A happy girl

January 24th, 2008

First, a shout out to the wonderful parents at Serra Preschool in San Clemente, Calif., for welcoming me so graciously on a wet and wild Wednesday night. Your attention made me feel at home. And on that note, I’ll conclude this week’s story.

Home became a distant thing. She would write “Santa Monica” in the blank besides Birthplace, all those vowels imparting a faraway status. But they hardly ever returned there until they never went back at all. Her grandparents became faint and frail, even by phone. Grandma died first, a long and lonely departure. Then grandpa came to Texas for his turn. He was stooped and stale and forgetful, forgetting even to buckle his belt, since he couldn’t unbuckle it again. She had learned more about him by then. She had learned who he wasn’t. He wasn’t big and never had been, being a half-foot short of six feet tall. By then a young woman, she had already begun to choose big boys and men to stand beside, only later realizing the misperception. To a four-year-old, five-foot-six was big enough.

She held fast to what she later learned, the family secrets and perpetual failings, and forgot the rest. She forgot about California. Only recently, in the long sad summer which had just ended, and at the suggestion of a counselor running thin on weekly advice, had she looked through grandma’s photo albums, now in her closet, with open eyes. She saw herself again, and she was stunned. I was a happy girl.


  1. This whole series of your blogs are beautiful, and they have been a pleasure to read. Thank you.

    Comment by Shelli — January 24, 2008 @ 4:33 pm

  2. I concur. And curious about all the lovely little photos you post together with your writings. Where do you find these? Or do you take them yourself?

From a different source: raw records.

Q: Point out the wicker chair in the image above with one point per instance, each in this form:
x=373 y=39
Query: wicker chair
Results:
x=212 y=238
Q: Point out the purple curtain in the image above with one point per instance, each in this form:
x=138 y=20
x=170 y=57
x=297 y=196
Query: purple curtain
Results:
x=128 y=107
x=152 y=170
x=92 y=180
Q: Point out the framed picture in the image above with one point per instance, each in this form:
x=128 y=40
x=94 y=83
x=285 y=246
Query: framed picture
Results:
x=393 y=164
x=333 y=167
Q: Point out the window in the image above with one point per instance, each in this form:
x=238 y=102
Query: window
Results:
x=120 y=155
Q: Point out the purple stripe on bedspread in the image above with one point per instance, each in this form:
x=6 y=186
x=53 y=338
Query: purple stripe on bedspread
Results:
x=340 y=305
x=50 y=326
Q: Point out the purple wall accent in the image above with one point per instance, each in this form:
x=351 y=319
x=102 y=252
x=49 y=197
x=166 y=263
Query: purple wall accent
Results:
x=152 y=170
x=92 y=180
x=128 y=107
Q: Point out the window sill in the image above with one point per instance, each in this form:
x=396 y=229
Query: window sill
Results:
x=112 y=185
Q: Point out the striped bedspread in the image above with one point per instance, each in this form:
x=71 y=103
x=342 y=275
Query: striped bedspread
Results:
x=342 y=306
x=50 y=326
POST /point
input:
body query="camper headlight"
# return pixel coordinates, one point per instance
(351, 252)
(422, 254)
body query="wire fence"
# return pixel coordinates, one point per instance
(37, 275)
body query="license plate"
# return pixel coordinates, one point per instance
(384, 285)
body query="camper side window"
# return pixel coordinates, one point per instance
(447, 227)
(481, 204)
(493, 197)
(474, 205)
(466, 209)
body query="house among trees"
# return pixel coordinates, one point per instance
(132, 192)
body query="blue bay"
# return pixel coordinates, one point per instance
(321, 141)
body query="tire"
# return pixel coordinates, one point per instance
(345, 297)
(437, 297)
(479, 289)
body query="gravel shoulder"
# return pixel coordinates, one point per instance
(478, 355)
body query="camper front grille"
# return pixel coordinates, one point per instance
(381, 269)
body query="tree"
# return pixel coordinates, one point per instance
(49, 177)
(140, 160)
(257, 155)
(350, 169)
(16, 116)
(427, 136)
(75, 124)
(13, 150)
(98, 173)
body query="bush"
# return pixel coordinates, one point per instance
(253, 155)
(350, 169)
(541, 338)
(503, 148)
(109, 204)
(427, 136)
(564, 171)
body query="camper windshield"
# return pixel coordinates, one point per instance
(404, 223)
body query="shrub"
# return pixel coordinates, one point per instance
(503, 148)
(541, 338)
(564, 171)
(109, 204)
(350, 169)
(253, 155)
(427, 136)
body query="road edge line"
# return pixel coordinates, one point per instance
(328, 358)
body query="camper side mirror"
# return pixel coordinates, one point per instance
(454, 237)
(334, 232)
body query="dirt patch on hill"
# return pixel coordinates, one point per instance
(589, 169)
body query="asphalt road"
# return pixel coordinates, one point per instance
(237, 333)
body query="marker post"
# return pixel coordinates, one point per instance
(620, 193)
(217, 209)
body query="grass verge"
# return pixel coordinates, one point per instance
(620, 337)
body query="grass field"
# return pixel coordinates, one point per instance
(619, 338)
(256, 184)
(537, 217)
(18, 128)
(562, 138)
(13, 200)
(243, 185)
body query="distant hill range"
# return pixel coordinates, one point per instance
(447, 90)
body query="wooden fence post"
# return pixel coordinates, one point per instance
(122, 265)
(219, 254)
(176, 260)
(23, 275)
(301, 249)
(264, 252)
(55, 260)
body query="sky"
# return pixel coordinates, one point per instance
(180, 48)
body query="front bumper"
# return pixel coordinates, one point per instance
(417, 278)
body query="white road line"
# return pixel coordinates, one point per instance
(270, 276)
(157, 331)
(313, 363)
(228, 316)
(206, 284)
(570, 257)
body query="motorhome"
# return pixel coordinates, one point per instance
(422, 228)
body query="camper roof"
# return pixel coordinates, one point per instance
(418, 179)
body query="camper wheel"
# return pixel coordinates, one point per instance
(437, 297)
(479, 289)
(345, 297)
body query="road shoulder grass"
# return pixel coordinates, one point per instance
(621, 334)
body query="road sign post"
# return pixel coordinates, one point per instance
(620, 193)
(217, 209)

    While your words always give exactly enough, the images add a nice little twist. Love it!

    Comment by Lana Willocks — January 24, 2008 @ 4:46 pm

  3. Friends, I always receive your responses with gratitude.

    And Lana, thanks for speaking up from your faraway home with all those vowels and consonants! It’s amazing what you can find doing a Google image search. It is like going treasure hunting, because I have to search for the word or phrase that describes what I’m trying to capture visually, and it takes me on a bit of a journey. Usually the first image I search for is a bit too literal and flat. “Duh!”And even though I say it is a journey, it is a journey of “one turn” and I only let it last about 2 mins before I trust that the picture I’ve found is precisely what I’m looking for.


    Comment by Karen — January 24, 2008 @ 7:18 pm

  4. I, too, have loved these bite-sized bits of great writing. It has been kind of magical all week seeing the story unfold. Thank you. I always love coming here, not knowing what kind of gems I’ll find.

    xo Jena

    Comment by Anonymous — January 24, 2008 @ 8:22 pm

  5. Oops – didn’t mean to be anonymous!

    Comment by Jena Strong — January 24, 2008 @ 8:23 pm

  6. I’ll always know who you are, but I want you to be completely, unselfconsciously, unapologetically anonymous!

    Comment by Karen — January 24, 2008 @ 10:51 pm

  7. I love it.

    Comment by Mika — January 25, 2008 @ 12:13 am

  8. Happiness even in retrospect seems a beautiful thing to discover.

    Comment by marta — January 25, 2008 @ 4:55 am

  9. Yes – I realized about childhood that what you remember and how you remember it are two different things.

    Love the richness of each post this week.

    Comment by denise — January 25, 2008 @ 4:58 am

  10. Marta,
    Yes, and about that retrospection: this occurred at the time that I had convinced myself that “I’ve never been happy” and I was a textbook case of “chronic depression.” A whole lifetime, several lifetimes of beauty flowed from the recognition that I was sadly, happily mistaken about who I was.